An analytical model for the heat and fluid flow of boiling nanofluids considering effects of nanoparticles deposition is proposed in the present study. Thermal and hydraulic behavior of three nanofluids (TiO2, ZnO and Ni) are compared to the pure water. For the highly conductive nanoparticles, effect of thermal resistance, due to the nanoparticles deposition, on the thermal/hydraulic performance of the cooling system is found negligible as it cannot influence HTC and pressure drop significantly. Instead, for poorly conductive nanoparticles, deposition phenomenon plays an important role in thermal and hydraulic performance of the cooling system.
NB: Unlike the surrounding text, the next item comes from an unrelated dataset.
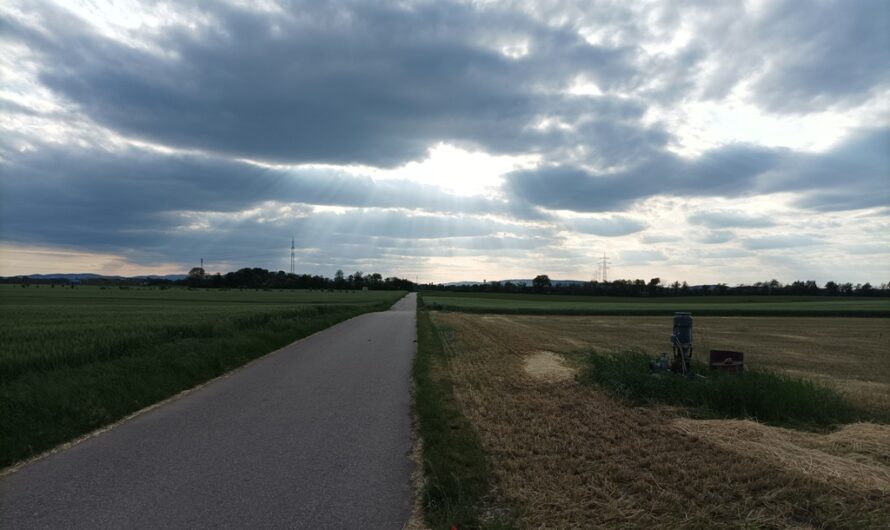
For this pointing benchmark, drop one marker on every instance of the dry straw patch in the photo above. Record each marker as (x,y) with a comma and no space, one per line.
(856,455)
(569,456)
(548,366)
Deposition in these kinds of system can influence the HTC much more than the thermal conductivity. In such situations the HTC becomes lower than that of pure water. The maximum enhancement in the HTC, considering effects of nanoparticles deposition, is 51.9% for the 3 vol.% Ni nanofluid and the maximum decrease of 20.5% is found for 0.5 vol.% TiO2 nanofluid. Although by increasing volume concentration of nanoparticles the effective thermal conductivity of the nanofluid can be enhanced so that even for poorly conductive nanoparticles, effects of deposition layer can be neutralized.